# StarGAN-Voice-Conversion-2

**Repository Path**: LL9527/StarGAN-Voice-Conversion-2

## Basic Information

- **Project Name**: StarGAN-Voice-Conversion-2
- **Description**: No description available
- **Primary Language**: Unknown
- **License**: Not specified
- **Default Branch**: master
- **Homepage**: None
- **GVP Project**: No

## Statistics

- **Stars**: 0
- **Forks**: 1
- **Created**: 2021-06-09
- **Last Updated**: 2021-06-09

## Categories & Tags

**Categories**: Uncategorized

**Tags**: None

## README

# StarGAN-Voice-Conversion-2

This is a pytorch implementation of the paper: [StarGAN-VC2:Rethinking Conditional Methods for StarGAN-Based Voice Conversion](https://arxiv.org/pdf/1907.12279.pdf).

**The converted voice examples are in *converted directory*. The sound quality will improve if more training epochs (~200000) are done.

**VCTK database has been used to train the model with 70 speakers. The convereted samples are a bit noisy because of VCTK data but it can be improved if other clean databases are used.
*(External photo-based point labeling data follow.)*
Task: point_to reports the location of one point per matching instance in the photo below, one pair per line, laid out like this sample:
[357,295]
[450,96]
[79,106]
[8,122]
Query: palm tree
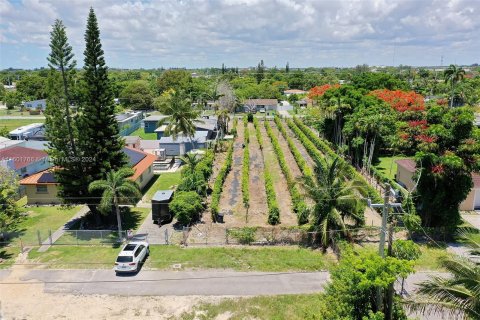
[335,199]
[181,116]
[223,119]
[453,74]
[117,188]
[191,161]
[458,295]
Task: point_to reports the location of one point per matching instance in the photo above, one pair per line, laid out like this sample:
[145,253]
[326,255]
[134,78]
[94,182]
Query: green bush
[325,149]
[273,210]
[299,206]
[257,132]
[186,206]
[246,175]
[218,186]
[245,235]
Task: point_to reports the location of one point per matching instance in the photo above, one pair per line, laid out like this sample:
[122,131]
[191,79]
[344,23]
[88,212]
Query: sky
[239,33]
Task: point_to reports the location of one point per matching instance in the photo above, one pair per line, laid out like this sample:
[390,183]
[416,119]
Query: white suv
[131,256]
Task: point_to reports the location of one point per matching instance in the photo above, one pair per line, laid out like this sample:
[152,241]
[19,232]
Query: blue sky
[194,33]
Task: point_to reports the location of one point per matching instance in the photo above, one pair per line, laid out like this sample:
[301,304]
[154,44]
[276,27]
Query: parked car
[132,256]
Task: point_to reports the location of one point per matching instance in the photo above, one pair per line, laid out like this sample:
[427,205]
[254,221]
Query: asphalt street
[176,283]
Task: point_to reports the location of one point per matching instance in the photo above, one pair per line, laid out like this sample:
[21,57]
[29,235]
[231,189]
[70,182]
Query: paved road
[22,117]
[180,283]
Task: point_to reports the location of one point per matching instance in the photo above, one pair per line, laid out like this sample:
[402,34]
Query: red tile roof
[22,156]
[408,164]
[139,168]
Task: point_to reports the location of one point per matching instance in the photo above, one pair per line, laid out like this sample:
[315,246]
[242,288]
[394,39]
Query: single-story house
[404,176]
[25,132]
[183,144]
[36,104]
[8,143]
[42,188]
[254,105]
[24,161]
[128,122]
[132,142]
[294,91]
[151,123]
[153,147]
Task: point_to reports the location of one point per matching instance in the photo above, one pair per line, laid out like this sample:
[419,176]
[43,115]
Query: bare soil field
[257,212]
[287,216]
[231,199]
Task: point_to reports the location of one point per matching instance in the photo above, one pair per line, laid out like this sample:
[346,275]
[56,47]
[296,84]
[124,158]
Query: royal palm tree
[117,188]
[458,295]
[454,75]
[181,116]
[191,161]
[223,119]
[335,200]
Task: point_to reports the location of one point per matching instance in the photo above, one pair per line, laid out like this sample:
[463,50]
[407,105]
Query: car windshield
[129,247]
[124,259]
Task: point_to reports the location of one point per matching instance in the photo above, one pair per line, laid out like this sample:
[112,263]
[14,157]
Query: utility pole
[386,205]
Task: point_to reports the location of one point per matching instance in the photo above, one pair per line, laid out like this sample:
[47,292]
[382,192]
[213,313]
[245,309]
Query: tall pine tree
[100,142]
[61,130]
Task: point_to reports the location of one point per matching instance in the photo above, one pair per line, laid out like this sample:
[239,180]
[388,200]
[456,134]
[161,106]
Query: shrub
[299,206]
[273,210]
[351,172]
[186,206]
[245,235]
[217,187]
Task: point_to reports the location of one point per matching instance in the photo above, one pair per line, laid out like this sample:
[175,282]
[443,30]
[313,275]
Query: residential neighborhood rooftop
[22,156]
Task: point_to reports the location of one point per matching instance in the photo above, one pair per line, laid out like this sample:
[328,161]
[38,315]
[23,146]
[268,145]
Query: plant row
[219,181]
[246,166]
[299,206]
[257,132]
[351,173]
[312,150]
[302,164]
[273,210]
[187,204]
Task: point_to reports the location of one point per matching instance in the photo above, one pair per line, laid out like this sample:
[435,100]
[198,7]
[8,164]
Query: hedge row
[257,132]
[218,186]
[246,166]
[273,210]
[312,150]
[299,206]
[352,174]
[302,164]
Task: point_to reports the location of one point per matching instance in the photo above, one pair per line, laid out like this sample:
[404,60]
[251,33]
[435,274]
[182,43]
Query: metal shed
[160,201]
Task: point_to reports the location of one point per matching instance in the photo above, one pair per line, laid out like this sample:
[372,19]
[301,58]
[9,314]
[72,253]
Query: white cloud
[241,32]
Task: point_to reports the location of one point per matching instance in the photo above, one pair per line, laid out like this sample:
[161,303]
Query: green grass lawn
[163,182]
[17,113]
[133,220]
[163,257]
[144,136]
[388,166]
[40,219]
[11,124]
[292,307]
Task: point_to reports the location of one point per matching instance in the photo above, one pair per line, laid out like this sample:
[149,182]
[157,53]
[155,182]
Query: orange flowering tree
[318,91]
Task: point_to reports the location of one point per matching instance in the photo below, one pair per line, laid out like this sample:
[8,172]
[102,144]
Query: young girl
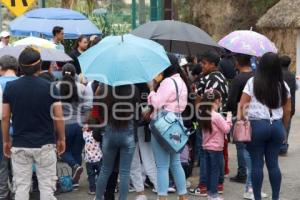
[93,157]
[214,129]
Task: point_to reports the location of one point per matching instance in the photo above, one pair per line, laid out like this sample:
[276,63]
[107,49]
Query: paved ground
[289,165]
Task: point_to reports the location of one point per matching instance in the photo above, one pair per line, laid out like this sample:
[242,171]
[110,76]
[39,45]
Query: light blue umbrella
[41,21]
[120,60]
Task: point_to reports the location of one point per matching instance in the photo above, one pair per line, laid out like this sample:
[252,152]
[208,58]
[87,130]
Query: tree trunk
[142,12]
[68,3]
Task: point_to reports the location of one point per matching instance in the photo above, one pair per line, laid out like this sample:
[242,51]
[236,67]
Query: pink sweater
[166,95]
[214,141]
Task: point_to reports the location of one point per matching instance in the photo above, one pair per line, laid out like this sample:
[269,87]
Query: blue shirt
[31,101]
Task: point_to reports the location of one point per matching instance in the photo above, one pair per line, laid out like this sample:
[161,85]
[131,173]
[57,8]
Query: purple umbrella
[248,42]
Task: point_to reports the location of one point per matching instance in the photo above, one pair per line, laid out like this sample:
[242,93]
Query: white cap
[183,62]
[4,34]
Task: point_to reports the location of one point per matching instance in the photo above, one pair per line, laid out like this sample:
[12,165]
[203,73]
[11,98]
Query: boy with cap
[35,113]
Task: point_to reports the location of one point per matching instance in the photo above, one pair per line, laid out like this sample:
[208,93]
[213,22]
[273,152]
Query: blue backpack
[168,129]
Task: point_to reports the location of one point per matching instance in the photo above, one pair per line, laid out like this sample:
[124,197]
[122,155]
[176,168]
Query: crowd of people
[51,113]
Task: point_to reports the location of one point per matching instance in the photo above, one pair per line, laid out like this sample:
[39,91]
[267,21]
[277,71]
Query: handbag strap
[177,95]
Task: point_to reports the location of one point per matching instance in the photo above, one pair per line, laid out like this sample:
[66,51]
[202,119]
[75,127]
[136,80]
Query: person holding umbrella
[58,37]
[165,98]
[81,45]
[4,36]
[125,61]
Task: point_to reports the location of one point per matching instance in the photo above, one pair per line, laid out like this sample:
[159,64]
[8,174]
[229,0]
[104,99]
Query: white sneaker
[215,198]
[264,195]
[171,190]
[188,184]
[141,197]
[249,195]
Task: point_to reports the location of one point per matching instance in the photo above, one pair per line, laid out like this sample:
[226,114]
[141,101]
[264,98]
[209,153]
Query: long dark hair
[205,109]
[175,69]
[68,81]
[269,87]
[80,38]
[124,97]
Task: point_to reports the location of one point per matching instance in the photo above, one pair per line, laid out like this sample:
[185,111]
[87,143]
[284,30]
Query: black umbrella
[177,37]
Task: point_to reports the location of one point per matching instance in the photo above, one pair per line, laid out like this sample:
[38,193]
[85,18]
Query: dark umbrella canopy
[177,37]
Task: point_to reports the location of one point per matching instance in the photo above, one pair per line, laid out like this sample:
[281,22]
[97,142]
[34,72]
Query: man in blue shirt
[36,115]
[8,70]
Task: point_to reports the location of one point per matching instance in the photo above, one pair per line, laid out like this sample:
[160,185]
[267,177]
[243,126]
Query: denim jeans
[93,170]
[214,160]
[240,150]
[202,159]
[74,145]
[249,170]
[266,141]
[115,140]
[164,162]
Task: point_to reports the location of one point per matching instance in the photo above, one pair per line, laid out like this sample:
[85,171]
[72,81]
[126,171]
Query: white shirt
[2,45]
[256,109]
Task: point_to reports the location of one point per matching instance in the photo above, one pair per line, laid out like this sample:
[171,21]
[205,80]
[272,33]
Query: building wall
[286,43]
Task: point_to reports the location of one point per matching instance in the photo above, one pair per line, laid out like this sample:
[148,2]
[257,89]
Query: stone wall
[285,40]
[220,17]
**Omitted PS in Generator network.

## [Dependencies]
- Python 3.5+
- pytorch 0.4.0+
- librosa 
- pyworld 
- tensorboardX
- scikit-learn
- tqdm


## [Usage]

### Download dataset

Download and unzip [VCTK](https://homepages.inf.ed.ac.uk/jyamagis/page3/page58/page58.html) corpus to designated directories.

```bash
mkdir ./data
wget https://datashare.is.ed.ac.uk/bitstream/handle/10283/2651/VCTK-Corpus.zip?sequence=2&isAllowed=y
unzip VCTK-Corpus.zip -d ./data
```
If the downloaded VCTK is in tar.gz, run this:

```bash
tar -xzvf VCTK-Corpus.tar.gz -C ./data
```
The data directory now looks like this:

```
data
├── vctk
│   ├── p225
│   ├── p226
│   ├── ...
│   └── p360

```

### Preprocess

Extract features (mcep, f0, ap) from each speech clip.  The features are stored as npy files. We also calculate the statistical characteristics for each speaker.

```
python preprocess.py
```

This process may take minutes !

The data directory now looks like this:

```
data
├── vctk (48kHz data)
│   ├── p225
│   ├── p226
│   ├── ...
│   └── p360 
├── vctk_16 (16kHz data)
│   ├── p225
│   ├── p226
│   ├── ...
│   └── p360
├── mc
│   ├── train
│   ├── test


```

### Train

```
python main.py
```


### Convert


```
convert.py --src_spk p262 --trg_spk p272 --resume_iters 210000
```


## [Network structure]

![network](https://github.com/dipjyoti92/StarGAN-Voice-Conversion-2/blob/master/network.png)


## [Reference]

* [StarGAN-VC2 paper](https://arxiv.org/pdf/1907.12279)

* [StarGAN paper](https://arxiv.org/abs/1711.09020)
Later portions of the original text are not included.